Proper proportion for Window Flower Box
I’m making flower boxes for a house that has windows surrounded in 3″ trim. (see attached photo). I can’t decide if the window boxes sould be the width of the window, or the overall width including the trim. Any opinions?
PS, there will also be shutters at some point in the future.
Replies
Generally, window boxes are the width of the window, excluding shutters. Whether or not you include the trim is up to you. If it were me, I'd include the trim. You could always buy some freezer paper and cut it to silhouettes of the two different widths and see what you prefer. We do that fairly often when we're not certain what we want.

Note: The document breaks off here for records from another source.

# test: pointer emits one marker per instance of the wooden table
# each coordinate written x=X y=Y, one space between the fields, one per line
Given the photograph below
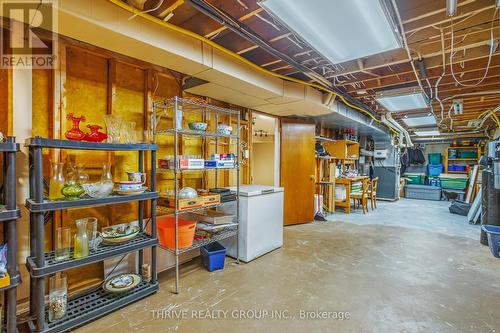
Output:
x=347 y=183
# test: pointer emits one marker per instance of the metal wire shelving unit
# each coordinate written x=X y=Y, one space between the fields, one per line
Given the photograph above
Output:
x=8 y=216
x=174 y=107
x=41 y=264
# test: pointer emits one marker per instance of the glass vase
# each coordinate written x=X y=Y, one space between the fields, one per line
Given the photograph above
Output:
x=63 y=244
x=81 y=248
x=75 y=133
x=106 y=176
x=57 y=182
x=113 y=127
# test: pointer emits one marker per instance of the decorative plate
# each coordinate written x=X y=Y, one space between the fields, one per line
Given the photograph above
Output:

I thought it was very amateurish (although it worked great) until I saw them doing the same thing on the HGTV shows on design.
Good luck!
PS Unless you intend to water them daily in the hot summer, there are self-watering planters out there that work great, and will reduce your watering. You can make the wooden planter boxes, and then insert the self-watering planters in them.
You could make the window boxes by ordering a 'horizontal shutter' to match the others in the length of the sill and build the other sides of the box with cedar. Drop in a plastic box or line with copper.
Jeff
Seems to be to the outside of the trim.
Look here:
http://images.google.com/images?hl=en&q=window%20box&btnG=Google+Search&ie=UTF-8&oe=UTF-8&um=1&sa=N&tab=wi
When you're this good, EVERYONE wants a crack at you!
http://www.petedraganic.com/
big enough for the plant
I like your new profile, when did you move to Pittsburg!
Doug
Make your window box as wide as the trim. Your window shape is already narrow and tall, so a narrow box would make it look more so.
To the observer's eye, the object that is your window includes the trim, just as a picture and its frame on the wall are seen as one object.